Since then, of course, the trend has been away from very young champions—only one man, Rafael Nadal, and one woman, Svetlana Kuznetsova, has won a Major as a teenager since Federer claimed his first Grand Slam at Wimbledon. So his recollection of the pressure he felt may well resonate with many of today’s players.
“I just needed more time to become stronger, and I think in particular the win over Sampras at Wimbledon in 2001 really gave many people the belief that I should or could win a Grand Slam—and it should be Wimbledon.
“Look, I also faced a lot of pressure, a lot of criticism. People were starting to debate if I was ever going to win one. At the moment, it was very difficult to deal with. People comparing me to Pete Sampras, and he won 60-something titles and I had maybe barely five…basically that’s not fair, I don’t think. It was hard to accept, even though actually it was a compliment, in one way, it was also huge pressure on the other side.
“So I came into Wimbledon with a lot of pressure, having lost in the 1st round the year before against [Mario] Ancic. I knew that I better make at least the quarter-finals or maybe my first semi-finals at a Grand Slam.
“Then I played that amazing match against [Andy] Roddick in the semis: He had won Queen’s the week earlier, I won Halle. So I’m actually the favourite against Mark Philippoussis.
“I felt extremely confident and strong. I can’t believe it’s been 10 years, but what a magical run it was. Because it wasn’t straightforward—I had a back issue during the tournament, and it was very complicated, but I made it, and it was a dream come true for me.”
He was still only 21, still sported the baggy shirt, pony-tail and a broad unshaven smile that crumpled quickly into tears.
The next year he would beat Roddick in the final.
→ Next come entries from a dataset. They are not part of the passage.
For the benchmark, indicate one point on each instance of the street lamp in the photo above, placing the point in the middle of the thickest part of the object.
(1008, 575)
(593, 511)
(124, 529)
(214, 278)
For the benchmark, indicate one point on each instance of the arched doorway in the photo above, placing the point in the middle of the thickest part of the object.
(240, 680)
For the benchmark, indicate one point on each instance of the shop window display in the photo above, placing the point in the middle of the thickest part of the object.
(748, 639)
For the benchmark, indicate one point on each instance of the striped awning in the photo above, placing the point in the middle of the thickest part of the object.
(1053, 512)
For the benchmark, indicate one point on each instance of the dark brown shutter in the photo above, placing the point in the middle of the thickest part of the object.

In 2005, now clean-shaven, hair short and loose, and with his signature tailored styling, he repeated against the American. He would beat Roddick in a third final, 16-14 in the fifth set, in 2009.
In the three years from 2006 to 2008, he faced Nadal, the Spaniard bringing to an end Federer’s five-year run as champion in the last of them.
However, as Federer prepares for the defence of the seventh title, won against the home nation’s Andy Murray, it is Sampras’s name that again comes to the fore. He and Federer are currently level with seven Wimbledon titles apiece, which means another Federer title this year gives the Swiss a record eighth—a decade after his first.
He recognises the moment as he approaches his 15th consecutive Wimbledon and his 74th match, which he will, as defending champion, play on Centre Court.
“With Wimbledon alone, you could write a book…there alone I have an amazing career. For me, it’s been so much better than I thought it would be. I always hoped one day to be playing at Wimbledon, like my heroes [Stefan] Edberg, Sampras and [Boris] Becker. And here I am talking about my 10-year anniversary already.
“You have to appreciate [the wins], take time to enjoy, like I did last year. I had the chance to go on vacation, and while on vacation, I beat that unbelievable record of weeks at No1.
“And having won being a dad, having won as a junior coming up, there are so many little bits and pieces that made every victory at Wimbledon so, so special. And the support team, my parents, everyone who’s been so supportive—I don’t know how I can ever thank them. I hope I’ll get that opportunity one day.”
But on the 15th anniversary of his junior title, the 12th of that game-changing win over Sampras, and the 10th of his first title, it seems appropriate only to reverse those opening words: When it comes to Wimbledon, Roger Federer is special.